国連では、193か国の加盟国の命運に関して、たった5か国が拒否権をもっており、わずか1国が拒否権発動するだけで、世界政治は機能不全になるという理不尽がまかり通っています。

世界の国家が闊歩する大通りでは、一握りの専制強国と追従専制諸国が傍若無人を既成化しており、いまや民主主義諸国に元気なく、これらの既成事実を押し返す力をもはやもっていない残念な実態にあります。宗教も政治も経済も、平等や正義や公正などを軸に動いては来なかった。人間社会とはこんなものだと淋しく諦めて死んでいくしかないものなのでしょうか。人間社会には、神も仏もないものでしょうか。
いやいや決してそうではありません。
人間社会には、国家ベースが歩む、殺伐とした汚れた歴史の大通りとは別に、個人と個人が心音で繋がりあった歴史
の小路があり、そこには凛とした個人の生き様の膨大な積み重ねがあります。この小路こそが人間社会の宝物であり、国家ベースの歴史とちがって、人間の尊厳を紡ぎ通しているものなのです。

今朝の新聞にも美談が載っていました。
国内外の心臓病の子供を救う「明美ちゃん基金」に88歳の匿名の男性が、現金100万円を寄託したという。
この男性は、平成24年3月以降、総額900万円を寄贈していて、いつも「名無しのごんべい」で通して、名乗らずに立ち去るという…なかなかできない美談です。

そういえば、プラットホームから落ちた人を救おうと、線路に飛び降りて電車に跳ねられた韓国の若者がいました。心の小路では、この種の善行がいつもいつも積み重ねられています。

このように、人間社会の軌跡には、大通りと心の小路という、人間に関するふたつの真実が拮抗しています。ならば私たちはせめて、凛とした心の小路に、大通りの理不尽が浸み込んで来ないよう、愛と信頼と共生の実践を積み重ねて、心の小路を守っていくしかないと思います。そしてこの小路によって、人間社会の軌跡を尊厳なものとして刻み込んでいきたいと切に思うものです。

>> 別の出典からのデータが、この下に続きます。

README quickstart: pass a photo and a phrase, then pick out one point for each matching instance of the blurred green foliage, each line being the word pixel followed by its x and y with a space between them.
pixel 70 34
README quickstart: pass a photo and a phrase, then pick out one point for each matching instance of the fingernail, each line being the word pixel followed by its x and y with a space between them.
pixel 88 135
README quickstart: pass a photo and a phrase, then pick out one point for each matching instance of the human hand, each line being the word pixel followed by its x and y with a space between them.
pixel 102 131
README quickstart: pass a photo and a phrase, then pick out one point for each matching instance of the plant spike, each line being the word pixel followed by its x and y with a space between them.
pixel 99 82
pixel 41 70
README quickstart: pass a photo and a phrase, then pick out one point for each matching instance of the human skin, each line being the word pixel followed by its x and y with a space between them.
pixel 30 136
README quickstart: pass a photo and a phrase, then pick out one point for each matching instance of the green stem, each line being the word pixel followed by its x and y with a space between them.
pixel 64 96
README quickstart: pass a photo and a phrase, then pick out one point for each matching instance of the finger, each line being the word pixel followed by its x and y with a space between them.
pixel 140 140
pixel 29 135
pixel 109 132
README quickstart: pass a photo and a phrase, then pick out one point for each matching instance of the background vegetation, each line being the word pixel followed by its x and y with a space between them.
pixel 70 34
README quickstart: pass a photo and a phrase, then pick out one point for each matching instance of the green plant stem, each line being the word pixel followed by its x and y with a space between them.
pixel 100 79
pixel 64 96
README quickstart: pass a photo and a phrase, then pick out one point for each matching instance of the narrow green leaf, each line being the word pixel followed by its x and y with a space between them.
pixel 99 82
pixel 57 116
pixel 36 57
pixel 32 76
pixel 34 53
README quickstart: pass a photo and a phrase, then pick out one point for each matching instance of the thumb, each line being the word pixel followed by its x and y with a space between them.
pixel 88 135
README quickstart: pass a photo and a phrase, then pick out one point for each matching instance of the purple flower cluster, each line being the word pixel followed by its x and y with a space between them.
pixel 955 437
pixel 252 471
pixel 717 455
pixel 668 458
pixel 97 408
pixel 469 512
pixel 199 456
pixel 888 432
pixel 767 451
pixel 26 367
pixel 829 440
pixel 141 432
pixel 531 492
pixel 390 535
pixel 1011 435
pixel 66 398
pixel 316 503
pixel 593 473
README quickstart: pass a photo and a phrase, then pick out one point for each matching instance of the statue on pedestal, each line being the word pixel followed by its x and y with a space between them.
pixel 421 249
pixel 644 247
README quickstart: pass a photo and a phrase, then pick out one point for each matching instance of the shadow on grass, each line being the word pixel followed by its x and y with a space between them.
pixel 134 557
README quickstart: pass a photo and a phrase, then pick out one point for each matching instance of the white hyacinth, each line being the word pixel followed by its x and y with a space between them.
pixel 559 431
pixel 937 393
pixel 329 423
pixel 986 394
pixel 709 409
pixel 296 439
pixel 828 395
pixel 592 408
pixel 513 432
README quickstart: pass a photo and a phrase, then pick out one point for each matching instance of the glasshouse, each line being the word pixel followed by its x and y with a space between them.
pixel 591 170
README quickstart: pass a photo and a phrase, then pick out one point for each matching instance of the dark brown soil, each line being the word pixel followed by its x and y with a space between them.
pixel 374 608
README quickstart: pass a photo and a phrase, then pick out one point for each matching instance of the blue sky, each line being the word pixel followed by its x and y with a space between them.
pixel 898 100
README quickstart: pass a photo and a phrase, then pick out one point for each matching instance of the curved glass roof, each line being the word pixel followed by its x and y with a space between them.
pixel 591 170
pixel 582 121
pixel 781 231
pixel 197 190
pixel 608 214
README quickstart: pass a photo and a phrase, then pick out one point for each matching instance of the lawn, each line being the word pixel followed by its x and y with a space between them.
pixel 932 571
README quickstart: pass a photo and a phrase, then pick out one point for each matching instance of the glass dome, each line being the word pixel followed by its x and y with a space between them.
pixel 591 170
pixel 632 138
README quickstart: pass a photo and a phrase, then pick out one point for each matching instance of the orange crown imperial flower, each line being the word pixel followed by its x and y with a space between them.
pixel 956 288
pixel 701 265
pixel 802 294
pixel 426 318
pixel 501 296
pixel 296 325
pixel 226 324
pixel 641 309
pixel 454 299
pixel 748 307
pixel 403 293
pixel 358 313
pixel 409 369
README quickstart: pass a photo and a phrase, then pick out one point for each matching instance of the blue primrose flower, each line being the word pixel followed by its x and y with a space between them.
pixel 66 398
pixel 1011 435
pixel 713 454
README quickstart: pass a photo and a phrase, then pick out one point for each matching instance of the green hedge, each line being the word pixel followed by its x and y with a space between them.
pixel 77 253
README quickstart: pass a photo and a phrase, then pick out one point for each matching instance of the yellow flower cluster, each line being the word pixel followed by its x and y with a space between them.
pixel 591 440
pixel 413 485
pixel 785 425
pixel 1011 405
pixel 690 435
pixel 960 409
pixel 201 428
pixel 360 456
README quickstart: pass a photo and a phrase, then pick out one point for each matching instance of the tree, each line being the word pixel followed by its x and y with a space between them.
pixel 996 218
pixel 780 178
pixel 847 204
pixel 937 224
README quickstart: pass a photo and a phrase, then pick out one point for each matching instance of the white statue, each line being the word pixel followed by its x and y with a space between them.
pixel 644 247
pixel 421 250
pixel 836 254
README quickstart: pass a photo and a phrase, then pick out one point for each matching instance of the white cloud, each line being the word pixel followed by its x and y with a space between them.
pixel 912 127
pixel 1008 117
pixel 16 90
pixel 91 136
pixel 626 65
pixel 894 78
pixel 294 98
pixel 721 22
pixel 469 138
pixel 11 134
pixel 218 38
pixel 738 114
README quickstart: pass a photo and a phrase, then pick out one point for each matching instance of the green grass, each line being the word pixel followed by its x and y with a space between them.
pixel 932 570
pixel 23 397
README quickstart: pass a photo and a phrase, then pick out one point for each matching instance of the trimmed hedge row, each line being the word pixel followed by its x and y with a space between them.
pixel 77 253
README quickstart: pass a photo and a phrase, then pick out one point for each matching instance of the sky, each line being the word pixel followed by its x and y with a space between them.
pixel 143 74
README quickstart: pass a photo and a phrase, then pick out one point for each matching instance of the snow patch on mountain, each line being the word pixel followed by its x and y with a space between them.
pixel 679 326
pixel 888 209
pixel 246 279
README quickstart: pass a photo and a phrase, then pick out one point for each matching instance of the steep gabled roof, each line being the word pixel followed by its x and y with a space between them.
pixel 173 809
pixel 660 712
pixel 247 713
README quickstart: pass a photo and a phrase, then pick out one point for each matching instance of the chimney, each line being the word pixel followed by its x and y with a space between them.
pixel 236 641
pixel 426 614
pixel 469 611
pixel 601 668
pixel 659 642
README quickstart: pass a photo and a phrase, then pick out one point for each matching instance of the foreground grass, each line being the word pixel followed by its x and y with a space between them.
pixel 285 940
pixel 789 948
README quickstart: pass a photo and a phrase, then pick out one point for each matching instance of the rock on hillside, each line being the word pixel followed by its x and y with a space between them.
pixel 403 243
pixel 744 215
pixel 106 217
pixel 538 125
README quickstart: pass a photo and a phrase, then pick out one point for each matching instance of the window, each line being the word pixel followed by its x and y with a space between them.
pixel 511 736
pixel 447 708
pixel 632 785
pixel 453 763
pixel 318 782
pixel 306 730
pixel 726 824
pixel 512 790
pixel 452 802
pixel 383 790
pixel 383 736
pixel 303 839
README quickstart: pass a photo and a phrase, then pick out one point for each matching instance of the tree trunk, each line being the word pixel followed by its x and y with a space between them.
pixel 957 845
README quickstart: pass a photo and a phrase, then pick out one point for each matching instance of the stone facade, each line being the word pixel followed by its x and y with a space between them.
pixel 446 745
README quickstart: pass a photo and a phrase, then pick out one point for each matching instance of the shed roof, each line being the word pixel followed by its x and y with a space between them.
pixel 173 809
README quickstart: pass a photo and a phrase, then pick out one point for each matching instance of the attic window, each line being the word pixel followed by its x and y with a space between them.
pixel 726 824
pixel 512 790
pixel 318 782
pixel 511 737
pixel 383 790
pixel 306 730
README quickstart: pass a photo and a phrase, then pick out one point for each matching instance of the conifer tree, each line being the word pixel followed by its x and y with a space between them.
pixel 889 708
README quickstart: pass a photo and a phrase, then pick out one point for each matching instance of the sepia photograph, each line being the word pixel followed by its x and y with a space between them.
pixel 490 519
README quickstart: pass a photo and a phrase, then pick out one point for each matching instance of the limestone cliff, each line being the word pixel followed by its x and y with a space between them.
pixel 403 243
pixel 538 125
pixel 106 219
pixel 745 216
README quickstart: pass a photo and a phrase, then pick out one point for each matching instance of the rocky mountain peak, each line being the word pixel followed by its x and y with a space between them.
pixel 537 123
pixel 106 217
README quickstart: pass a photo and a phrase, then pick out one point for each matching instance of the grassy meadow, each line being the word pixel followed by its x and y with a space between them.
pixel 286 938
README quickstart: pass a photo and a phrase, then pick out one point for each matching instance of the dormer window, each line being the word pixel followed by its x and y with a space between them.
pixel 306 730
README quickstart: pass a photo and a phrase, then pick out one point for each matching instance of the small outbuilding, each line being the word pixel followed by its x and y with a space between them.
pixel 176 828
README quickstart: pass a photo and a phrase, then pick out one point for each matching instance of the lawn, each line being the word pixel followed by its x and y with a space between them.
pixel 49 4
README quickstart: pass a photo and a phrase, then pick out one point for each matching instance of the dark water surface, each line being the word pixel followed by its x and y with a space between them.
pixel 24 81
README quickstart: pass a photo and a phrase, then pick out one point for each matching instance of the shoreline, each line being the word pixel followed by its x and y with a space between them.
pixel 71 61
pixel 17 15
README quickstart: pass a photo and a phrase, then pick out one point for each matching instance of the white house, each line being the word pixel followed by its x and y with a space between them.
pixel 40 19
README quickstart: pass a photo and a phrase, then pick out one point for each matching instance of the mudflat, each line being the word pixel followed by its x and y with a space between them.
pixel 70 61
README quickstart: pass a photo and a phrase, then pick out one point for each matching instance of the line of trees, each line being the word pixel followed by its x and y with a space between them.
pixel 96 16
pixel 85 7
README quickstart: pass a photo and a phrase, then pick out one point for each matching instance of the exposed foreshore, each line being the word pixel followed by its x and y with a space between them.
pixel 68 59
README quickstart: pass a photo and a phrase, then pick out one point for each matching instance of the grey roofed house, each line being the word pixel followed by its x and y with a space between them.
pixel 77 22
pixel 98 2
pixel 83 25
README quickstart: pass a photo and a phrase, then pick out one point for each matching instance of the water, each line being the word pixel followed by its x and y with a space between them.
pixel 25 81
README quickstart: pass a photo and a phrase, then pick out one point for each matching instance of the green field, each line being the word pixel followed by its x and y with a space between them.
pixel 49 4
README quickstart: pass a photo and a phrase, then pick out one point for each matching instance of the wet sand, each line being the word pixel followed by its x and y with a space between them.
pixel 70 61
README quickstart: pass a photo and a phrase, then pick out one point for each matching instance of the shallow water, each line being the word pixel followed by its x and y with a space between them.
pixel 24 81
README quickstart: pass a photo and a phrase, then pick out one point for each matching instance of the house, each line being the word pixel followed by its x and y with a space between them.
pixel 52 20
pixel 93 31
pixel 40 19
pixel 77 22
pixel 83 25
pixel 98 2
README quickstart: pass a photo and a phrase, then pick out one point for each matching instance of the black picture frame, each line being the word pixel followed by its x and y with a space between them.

だからこそ僕は、背筋をシャキッと伸ばして、凛として在りたいと願い、子どもたちにも、いろいろあっても、状況に毅然と立ち向かい、凛として生きて欲しいと願います。一生なんてしょせん、無から有となり、また無に帰るだけのことではあっても、凛として在りたいと願うからこそ、生きている証しが得られ、救われるのだろうと思います。心の小路には、神も仏もきっといらっしゃるから…。